—Estoy todo el día metido aquí y pronto tendré que reunir el ganado en el rancho. No tengo mucho tiempo para juergas aunque quisiera.
—No te pareces nada al Pedro Alfonso que recuerdo. Él tenía muchos planes que no conocía nadie.
—Quiero concentrarme en labrarme un porvenir.
—Bueno, te deseo suerte.
—Gracias. Lo mismo te digo.
Ella miró hacia otro lado.
—Te dejaré que sigas trabajando. Tengo que ir a una reunión.
—Conduce con cuidado —le pidió él—. Estaré cruzándome en tu camino.
—No tiene gracia, Alfonso, no tiene gracia.
Era un disparate, pero quería retenerla. Sin embargo, sonrió mientras ella se dirigía hacia la puerta y admiró el suave contoneo de sus caderas. Resopló y no hizo caso de la reacción de su cuerpo.
—Juega en otra liga, vaquero —se dijo en voz alta—. Como Nadia. Fue una lección amarga que no quiero repetir. Algunas veces es mejor retirarse con las pérdidas.
Deseó que esas palabras le sofocaran el anhelo que sentiría cuando volviera a verla, algo que, al parecer, iba a ser bastante frecuente.
—Paula.
Paula miró a su padre, que estaba sentado en el borde de la mesa de la sede de la campaña.
—Perdona, papá. ¿Qué has dicho?
—Que esta mañana has tenido suerte de que no pasara nada.
Miguel Chaves, a los sesenta años, era un hombre atractivo. Su atractivo y su encanto le hacían ganar votos entre las mujeres y su antecedente como ranchero lo ayudaba entre los hombres.
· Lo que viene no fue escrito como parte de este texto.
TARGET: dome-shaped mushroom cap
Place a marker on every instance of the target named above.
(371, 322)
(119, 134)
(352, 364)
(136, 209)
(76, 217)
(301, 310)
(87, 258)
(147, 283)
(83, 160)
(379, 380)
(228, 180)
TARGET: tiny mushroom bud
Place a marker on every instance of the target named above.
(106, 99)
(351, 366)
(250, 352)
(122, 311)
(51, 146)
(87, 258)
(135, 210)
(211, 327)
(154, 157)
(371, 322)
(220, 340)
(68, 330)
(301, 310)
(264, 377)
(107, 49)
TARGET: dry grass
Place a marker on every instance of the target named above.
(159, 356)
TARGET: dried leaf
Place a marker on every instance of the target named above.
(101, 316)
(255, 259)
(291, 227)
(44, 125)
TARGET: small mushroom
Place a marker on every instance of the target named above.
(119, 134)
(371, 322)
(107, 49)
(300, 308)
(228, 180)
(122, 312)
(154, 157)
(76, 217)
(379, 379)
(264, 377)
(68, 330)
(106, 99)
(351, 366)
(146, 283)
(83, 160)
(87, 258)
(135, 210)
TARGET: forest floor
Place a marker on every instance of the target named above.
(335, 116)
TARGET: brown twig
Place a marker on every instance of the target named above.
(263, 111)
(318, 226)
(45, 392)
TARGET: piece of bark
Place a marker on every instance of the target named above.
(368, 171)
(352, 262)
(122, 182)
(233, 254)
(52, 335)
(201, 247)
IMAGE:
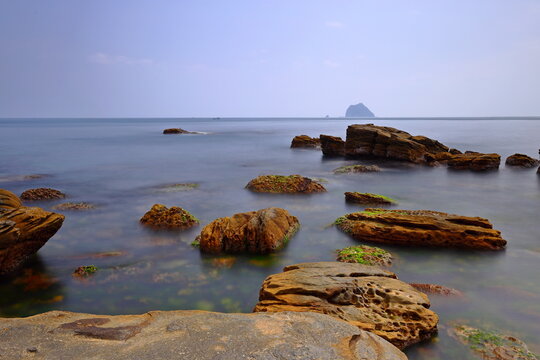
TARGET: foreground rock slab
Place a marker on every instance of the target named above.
(23, 231)
(196, 335)
(257, 232)
(421, 228)
(365, 296)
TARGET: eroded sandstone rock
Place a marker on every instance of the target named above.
(190, 335)
(257, 232)
(23, 230)
(284, 184)
(364, 296)
(421, 228)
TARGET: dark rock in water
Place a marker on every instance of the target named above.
(367, 198)
(160, 216)
(284, 184)
(23, 231)
(421, 228)
(365, 296)
(358, 110)
(332, 145)
(257, 232)
(42, 194)
(522, 160)
(304, 141)
(191, 335)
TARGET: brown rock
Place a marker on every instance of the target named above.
(332, 145)
(23, 231)
(367, 198)
(190, 335)
(284, 184)
(522, 160)
(364, 296)
(421, 228)
(257, 232)
(475, 161)
(159, 216)
(304, 141)
(42, 194)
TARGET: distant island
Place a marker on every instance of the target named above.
(358, 110)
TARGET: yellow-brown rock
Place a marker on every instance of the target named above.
(365, 296)
(23, 231)
(256, 232)
(421, 228)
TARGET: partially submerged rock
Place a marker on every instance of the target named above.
(23, 231)
(491, 345)
(284, 184)
(368, 198)
(421, 228)
(332, 145)
(190, 335)
(42, 194)
(364, 296)
(356, 169)
(304, 141)
(522, 160)
(363, 254)
(257, 232)
(160, 216)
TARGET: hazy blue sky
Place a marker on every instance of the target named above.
(269, 58)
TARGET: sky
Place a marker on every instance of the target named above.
(301, 58)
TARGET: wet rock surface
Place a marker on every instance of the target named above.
(421, 228)
(365, 296)
(190, 335)
(284, 184)
(304, 141)
(42, 194)
(173, 218)
(257, 232)
(23, 231)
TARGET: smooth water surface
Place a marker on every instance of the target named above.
(122, 164)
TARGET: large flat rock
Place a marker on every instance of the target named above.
(365, 296)
(193, 335)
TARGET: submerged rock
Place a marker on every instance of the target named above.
(194, 335)
(522, 160)
(304, 141)
(356, 169)
(332, 145)
(284, 184)
(42, 194)
(491, 345)
(421, 228)
(23, 231)
(368, 198)
(160, 216)
(363, 254)
(364, 296)
(257, 232)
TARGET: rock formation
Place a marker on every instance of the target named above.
(256, 232)
(187, 335)
(284, 184)
(304, 141)
(358, 110)
(159, 216)
(421, 228)
(364, 296)
(23, 231)
(522, 160)
(332, 145)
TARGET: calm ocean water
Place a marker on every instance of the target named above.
(120, 164)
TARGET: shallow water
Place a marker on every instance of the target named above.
(120, 165)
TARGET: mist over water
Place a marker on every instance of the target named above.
(122, 164)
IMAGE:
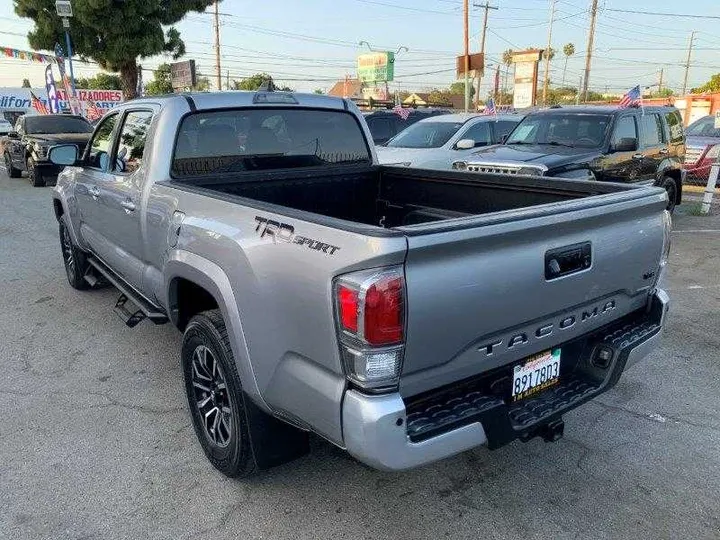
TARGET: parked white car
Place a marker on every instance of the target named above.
(438, 141)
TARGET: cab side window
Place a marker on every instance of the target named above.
(131, 145)
(101, 144)
(652, 133)
(626, 128)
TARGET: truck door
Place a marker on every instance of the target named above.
(624, 161)
(120, 196)
(96, 163)
(653, 145)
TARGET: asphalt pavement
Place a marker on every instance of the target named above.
(96, 440)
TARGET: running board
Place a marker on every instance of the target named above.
(127, 295)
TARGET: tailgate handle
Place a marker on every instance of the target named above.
(567, 260)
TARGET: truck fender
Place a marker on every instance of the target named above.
(208, 275)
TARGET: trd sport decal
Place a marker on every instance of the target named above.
(282, 232)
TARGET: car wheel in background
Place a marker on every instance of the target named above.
(215, 397)
(12, 171)
(74, 259)
(34, 175)
(670, 186)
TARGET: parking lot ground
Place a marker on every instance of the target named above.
(96, 441)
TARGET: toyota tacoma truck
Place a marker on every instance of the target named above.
(404, 315)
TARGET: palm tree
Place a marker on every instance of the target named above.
(568, 50)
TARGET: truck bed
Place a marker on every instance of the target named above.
(393, 197)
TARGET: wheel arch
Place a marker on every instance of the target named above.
(190, 278)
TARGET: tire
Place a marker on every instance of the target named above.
(34, 175)
(669, 185)
(12, 171)
(74, 259)
(215, 397)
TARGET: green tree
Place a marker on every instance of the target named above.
(101, 81)
(568, 51)
(161, 83)
(252, 83)
(713, 85)
(113, 33)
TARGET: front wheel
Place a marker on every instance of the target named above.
(74, 259)
(214, 395)
(35, 176)
(12, 171)
(670, 186)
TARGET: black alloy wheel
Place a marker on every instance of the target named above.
(212, 398)
(74, 259)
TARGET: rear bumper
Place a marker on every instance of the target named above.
(388, 433)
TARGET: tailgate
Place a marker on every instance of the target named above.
(483, 292)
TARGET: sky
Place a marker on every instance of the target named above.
(310, 44)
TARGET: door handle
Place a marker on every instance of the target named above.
(129, 206)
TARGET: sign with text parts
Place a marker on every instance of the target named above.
(376, 67)
(53, 101)
(182, 75)
(526, 75)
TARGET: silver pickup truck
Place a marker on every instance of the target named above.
(404, 315)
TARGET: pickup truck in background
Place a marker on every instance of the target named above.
(405, 315)
(644, 146)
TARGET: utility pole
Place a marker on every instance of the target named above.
(218, 74)
(547, 54)
(487, 7)
(588, 55)
(687, 63)
(466, 58)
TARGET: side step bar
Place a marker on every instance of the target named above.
(128, 295)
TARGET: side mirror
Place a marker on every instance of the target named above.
(465, 144)
(626, 144)
(64, 154)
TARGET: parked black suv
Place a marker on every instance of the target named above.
(638, 145)
(385, 124)
(27, 145)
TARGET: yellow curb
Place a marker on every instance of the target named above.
(698, 189)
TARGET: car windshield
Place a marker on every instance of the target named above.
(239, 140)
(44, 125)
(705, 127)
(562, 129)
(425, 135)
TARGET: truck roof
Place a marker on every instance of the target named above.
(240, 98)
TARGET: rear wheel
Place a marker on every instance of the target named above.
(35, 176)
(12, 171)
(670, 186)
(74, 259)
(215, 397)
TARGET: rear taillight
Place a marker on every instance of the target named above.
(370, 314)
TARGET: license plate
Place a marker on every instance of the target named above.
(536, 374)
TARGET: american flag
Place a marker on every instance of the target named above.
(490, 107)
(401, 111)
(92, 111)
(632, 97)
(38, 105)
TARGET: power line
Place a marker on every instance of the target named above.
(664, 14)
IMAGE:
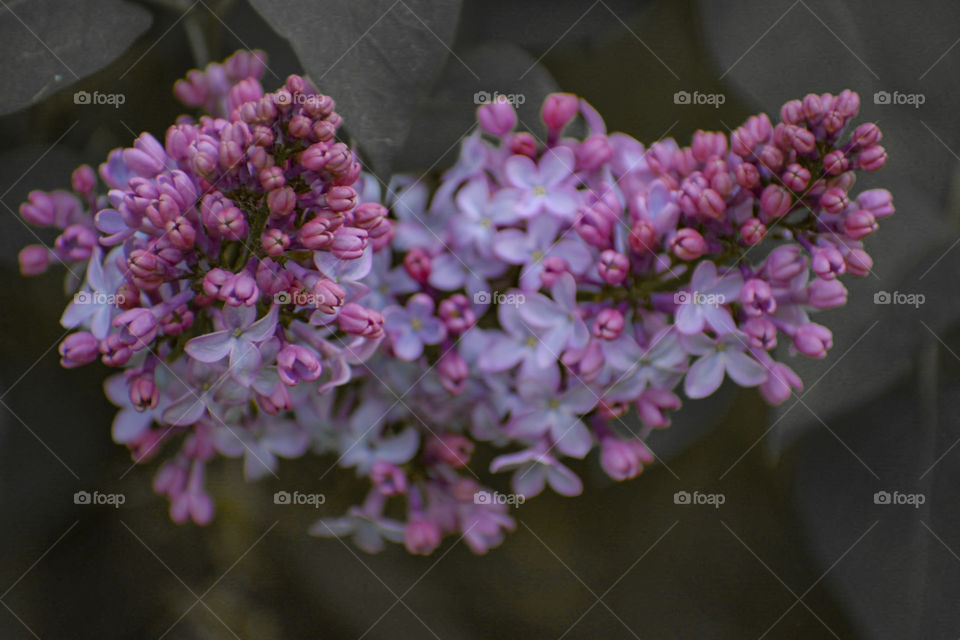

La verdad era que todo el mundo lo apreciaba. Llevaba casi treinta años casado con Alejandra, era un marido entregado y un hombre de familia que no había dado el más mínimo escándalo. El político perfecto. Mejor dicho, un político retirado desde el año anterior y eso significaba que no había un Chaves en el Senado por primera vez desde hacía setenta años. Como su hermanastro Gonzalo ni se planteaba la posibilidad de abandonar el rancho familiar y a su encantadora esposa Tamara, ella era la última Chaves que había entrado en política, que seguía con la tradición.
—Tal vez sea buena idea que cambies el deportivo por un coche más normal —añadió él.
Paula se quedó sin respiración. Le encantaba su coche.
—Paula —siguió su padre—, si vas a tomarte en serio la campaña, tiene que parecerlo y debes actuar en consecuencia. Ese descapotable no va a ayudarte a ganar votos, solo entre los chicos adolescentes.
Tenía que renunciar a su parte intrépida.
—Supongo que tienes razón pero, por favor, no me hagas conducir una furgoneta.
—No voy a hacer que conduzcas nada —replicó su padre con una sonrisa—. Es una decisión que tienes que tomar tú, cariño. Me has pedido que te ayude e intento aconsejarte.
—De acuerdo. Empezaré a conducir uno de los coches del rancho.
Sin embargo, no pensaba permitir que su hermano condujera su adorado descapotable. Miguel asintió con la cabeza mientras volvía a repasar la lista.
—Muy bien. Tienes que volver a organizar la reunión que has cancelado esta mañana. Los dueños de las tiendas serán quienes te ayuden a salir elegida.